SECTEUR PÉTROLIER : REMISE DU RAPPORT DE LA COMMISSION TRIPARTITE
Après plusieurs jours de concertation, la commission tripartite du secteur pétrolier a remis son rapport au vice-président du gouvernement, Hermann Immongault. Ce document, riche en recommandations, vise à améliorer les conditions de travail et les rémunérations tout en apaisant le climat social dans un secteur jugé stratégique pour l’économie nationale.
Réunissant les syndicats, les entreprises pétrolières et les représentants de l’État, cette commission avait pour mission de trouver des solutions concrètes aux tensions persistantes entre les différents acteurs du secteur. La remise officielle du rapport marque ainsi une étape importante dans ce processus de dialogue social engagé depuis plusieurs semaines.
Des avancées significatives, mais des points de blocage
Selon le président de la commission du dialogue au sein du secteur pétrolier, des progrès notables ont été réalisés avec la majorité des entreprises concernées. Toutefois, certaines divergences subsistent.

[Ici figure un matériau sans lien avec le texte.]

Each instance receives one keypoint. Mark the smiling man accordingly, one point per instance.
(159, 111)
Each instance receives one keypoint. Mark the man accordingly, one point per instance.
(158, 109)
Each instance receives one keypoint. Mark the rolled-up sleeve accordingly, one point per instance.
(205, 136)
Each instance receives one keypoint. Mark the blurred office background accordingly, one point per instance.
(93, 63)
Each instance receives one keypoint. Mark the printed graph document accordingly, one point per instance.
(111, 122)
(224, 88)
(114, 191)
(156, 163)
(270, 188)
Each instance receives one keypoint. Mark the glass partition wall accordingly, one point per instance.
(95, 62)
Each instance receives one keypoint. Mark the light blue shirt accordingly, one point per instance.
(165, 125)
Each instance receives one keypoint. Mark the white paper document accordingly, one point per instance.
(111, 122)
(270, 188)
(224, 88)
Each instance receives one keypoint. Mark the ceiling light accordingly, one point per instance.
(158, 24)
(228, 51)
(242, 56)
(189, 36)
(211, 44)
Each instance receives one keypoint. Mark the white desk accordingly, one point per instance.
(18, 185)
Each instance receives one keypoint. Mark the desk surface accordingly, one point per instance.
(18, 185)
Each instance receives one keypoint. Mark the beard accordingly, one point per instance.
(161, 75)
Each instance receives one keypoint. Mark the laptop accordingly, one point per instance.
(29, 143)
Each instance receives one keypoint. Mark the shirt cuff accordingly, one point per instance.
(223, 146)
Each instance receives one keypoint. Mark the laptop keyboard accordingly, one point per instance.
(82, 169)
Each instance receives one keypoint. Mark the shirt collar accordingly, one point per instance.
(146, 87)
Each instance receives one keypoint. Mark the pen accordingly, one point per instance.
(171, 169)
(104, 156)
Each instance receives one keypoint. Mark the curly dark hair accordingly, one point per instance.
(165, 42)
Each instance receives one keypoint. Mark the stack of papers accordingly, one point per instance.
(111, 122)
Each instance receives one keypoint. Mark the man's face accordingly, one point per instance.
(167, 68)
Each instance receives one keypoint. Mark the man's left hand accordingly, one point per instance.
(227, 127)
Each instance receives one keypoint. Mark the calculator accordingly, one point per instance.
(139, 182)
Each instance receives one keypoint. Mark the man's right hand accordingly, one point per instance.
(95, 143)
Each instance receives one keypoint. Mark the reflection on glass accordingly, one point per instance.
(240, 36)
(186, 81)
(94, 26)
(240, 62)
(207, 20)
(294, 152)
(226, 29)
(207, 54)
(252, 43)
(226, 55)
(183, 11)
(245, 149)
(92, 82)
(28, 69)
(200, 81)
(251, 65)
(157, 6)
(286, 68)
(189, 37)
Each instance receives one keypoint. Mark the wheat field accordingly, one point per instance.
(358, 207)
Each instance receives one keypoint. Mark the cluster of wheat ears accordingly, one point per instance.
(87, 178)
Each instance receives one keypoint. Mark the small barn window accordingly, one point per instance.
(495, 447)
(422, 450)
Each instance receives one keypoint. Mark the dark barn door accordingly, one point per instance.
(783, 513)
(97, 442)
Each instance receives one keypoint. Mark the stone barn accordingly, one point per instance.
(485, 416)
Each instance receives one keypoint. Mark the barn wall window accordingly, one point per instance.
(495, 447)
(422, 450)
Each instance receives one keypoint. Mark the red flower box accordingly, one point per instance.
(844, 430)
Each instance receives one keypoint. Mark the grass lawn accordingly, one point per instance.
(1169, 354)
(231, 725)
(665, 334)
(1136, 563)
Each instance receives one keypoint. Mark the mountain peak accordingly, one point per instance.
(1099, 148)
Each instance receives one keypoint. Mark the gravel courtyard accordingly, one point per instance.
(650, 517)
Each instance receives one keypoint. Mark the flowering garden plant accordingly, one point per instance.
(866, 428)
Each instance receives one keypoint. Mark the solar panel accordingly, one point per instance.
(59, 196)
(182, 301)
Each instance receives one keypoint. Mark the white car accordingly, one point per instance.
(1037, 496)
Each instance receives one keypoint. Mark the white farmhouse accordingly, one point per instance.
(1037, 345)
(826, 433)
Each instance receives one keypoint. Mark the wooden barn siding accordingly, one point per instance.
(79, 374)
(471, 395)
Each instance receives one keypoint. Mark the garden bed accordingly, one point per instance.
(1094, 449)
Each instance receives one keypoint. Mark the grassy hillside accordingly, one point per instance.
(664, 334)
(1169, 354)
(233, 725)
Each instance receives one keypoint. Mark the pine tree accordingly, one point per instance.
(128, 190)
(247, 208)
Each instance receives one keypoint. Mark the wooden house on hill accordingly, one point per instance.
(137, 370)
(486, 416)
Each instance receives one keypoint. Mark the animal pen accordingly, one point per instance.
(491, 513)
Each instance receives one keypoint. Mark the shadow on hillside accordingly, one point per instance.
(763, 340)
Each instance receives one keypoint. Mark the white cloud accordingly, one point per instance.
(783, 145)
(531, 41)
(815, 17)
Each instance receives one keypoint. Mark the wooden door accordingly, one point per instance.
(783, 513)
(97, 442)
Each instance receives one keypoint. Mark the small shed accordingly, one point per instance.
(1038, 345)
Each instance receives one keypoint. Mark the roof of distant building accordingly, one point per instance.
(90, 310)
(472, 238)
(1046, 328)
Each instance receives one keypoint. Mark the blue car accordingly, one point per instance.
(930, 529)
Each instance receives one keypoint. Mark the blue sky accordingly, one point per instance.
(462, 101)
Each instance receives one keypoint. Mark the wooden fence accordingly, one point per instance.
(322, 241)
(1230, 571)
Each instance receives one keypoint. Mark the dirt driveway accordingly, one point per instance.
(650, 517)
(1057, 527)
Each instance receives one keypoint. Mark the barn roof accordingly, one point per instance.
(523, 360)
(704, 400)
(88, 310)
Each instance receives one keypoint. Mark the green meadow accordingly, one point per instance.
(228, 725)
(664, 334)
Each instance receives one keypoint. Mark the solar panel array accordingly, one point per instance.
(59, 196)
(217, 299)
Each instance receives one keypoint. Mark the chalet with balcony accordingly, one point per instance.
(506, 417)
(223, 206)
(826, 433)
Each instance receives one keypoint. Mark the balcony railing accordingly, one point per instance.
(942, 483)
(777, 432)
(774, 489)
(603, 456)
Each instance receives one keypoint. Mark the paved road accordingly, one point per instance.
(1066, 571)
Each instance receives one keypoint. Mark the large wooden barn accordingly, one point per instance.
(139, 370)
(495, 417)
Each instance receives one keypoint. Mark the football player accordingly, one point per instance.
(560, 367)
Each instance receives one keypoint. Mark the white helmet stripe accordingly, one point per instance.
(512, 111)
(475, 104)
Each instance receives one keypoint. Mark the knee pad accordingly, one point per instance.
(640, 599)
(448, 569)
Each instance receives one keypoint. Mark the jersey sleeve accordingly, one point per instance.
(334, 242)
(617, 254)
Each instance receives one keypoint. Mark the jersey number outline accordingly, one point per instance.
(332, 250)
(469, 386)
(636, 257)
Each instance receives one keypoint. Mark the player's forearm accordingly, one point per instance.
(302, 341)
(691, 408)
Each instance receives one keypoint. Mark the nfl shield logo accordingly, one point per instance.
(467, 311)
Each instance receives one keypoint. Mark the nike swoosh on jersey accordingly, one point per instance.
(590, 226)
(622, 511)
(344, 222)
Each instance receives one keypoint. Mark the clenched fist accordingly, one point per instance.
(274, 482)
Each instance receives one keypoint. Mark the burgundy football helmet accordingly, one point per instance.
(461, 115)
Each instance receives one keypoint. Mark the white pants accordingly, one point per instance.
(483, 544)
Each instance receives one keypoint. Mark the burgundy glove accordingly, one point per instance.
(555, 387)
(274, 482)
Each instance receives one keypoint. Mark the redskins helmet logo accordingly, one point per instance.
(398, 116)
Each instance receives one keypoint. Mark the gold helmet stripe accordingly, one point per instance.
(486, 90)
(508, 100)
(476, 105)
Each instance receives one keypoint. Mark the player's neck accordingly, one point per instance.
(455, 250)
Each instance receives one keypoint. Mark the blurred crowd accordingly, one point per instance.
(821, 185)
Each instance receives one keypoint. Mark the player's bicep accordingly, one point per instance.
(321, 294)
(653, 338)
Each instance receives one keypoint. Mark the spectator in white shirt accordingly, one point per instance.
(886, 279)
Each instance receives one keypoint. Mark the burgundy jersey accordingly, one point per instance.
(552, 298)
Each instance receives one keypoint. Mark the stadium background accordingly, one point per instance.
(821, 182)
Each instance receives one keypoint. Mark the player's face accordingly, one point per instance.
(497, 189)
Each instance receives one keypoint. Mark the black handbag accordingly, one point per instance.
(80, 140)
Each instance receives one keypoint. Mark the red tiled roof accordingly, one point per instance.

“Nous avons eu un accord avec donc à Assala, Dietman, Dixon, Valco, Freelander, Maurel et Prom et TotalEnergy Gabon. Nous n'avons pas pu arriver à une conclusion avec la société Perenco. L'étape suivante pour nous maintenant, c'est de regarder une fois qu'on a classé les sociétés de mise à disposition, c'est le volume de personnes qui devraient soit basculer vers l'utilisateur et également la question des points spécifiques de chaque entreprise”, a-t-il déclaré.
Ces discussions ont notamment porté sur la situation des travailleurs mis à disposition, un sujet sensible qui cristallise depuis longtemps les revendications syndicales.
Une amélioration attendue des conditions de travail
Le rapport contient une série de résolutions dont la mise en œuvre devrait permettre une amélioration significative des conditions de travail des employés du secteur pétrolier. Il prévoit également une revalorisation des rémunérations, en tenant compte des spécificités de chaque entreprise.
Pour les syndicats, ces avancées constituent une reconnaissance des injustices subies par certains travailleurs, notamment en matière d’application de la réglementation en vigueur.
“Ce rapport présente les résultats des simulations qui ont été faites entreprise par entreprise et qui ont déterminé les sommes dues au salarié dans le cadre de la non application de la loi 20 et les travailleurs éligibles au basculement par la société utilisatrice”, a expliqué le porte-parole des syndicats du secteur pétrolier.
Ces mesures devraient ainsi contribuer à un meilleur encadrement social de l’industrie pétrolière, tout en réduisant les sources de tensions.
Le gouvernement appelé à passer à l’action
Désormais, l’heure est à la mise en œuvre des recommandations. Le coordonnateur de l’action gouvernementale, Hermann Immongault, a assuré que des mesures concrètes seront prises rapidement afin de traduire les engagements en actions.
“Le gouvernement prend acte de conclusions qui sont ainsi présentées, des avancées significatives et très positives obtenues avec la majorité des sociétés et bien évidemment de ce constat de chemin non parcourus avec l'une une des sociétés restantes. Nous allons prendre nos responsabilités, voir ce qui convient de faire”, a-t-il affirmé.
Cette déclaration témoigne de la volonté des autorités de ne pas laisser ce rapport sans suite, dans un contexte où les attentes des travailleurs restent fortes.
Vers un climat social apaisé
L’objectif affiché par l’ensemble des parties prenantes est de enforcer le climat social dans le secteur pétrolier et garantir un meilleur équilibre entre performance économique et bien-être des travailleurs.
Si des défis subsistent, notamment avec certaines entreprises, la dynamique enclenchée par cette commission tripartite laisse entrevoir des perspectives d’amélioration. La réussite de cette démarche dépendra toutefois de la capacité des acteurs à appliquer effectivement les mesures proposées.
En attendant, ce rapport apparaît comme une base solide pour refonder le dialogue social dans un secteur essentiel de l’économie nationale.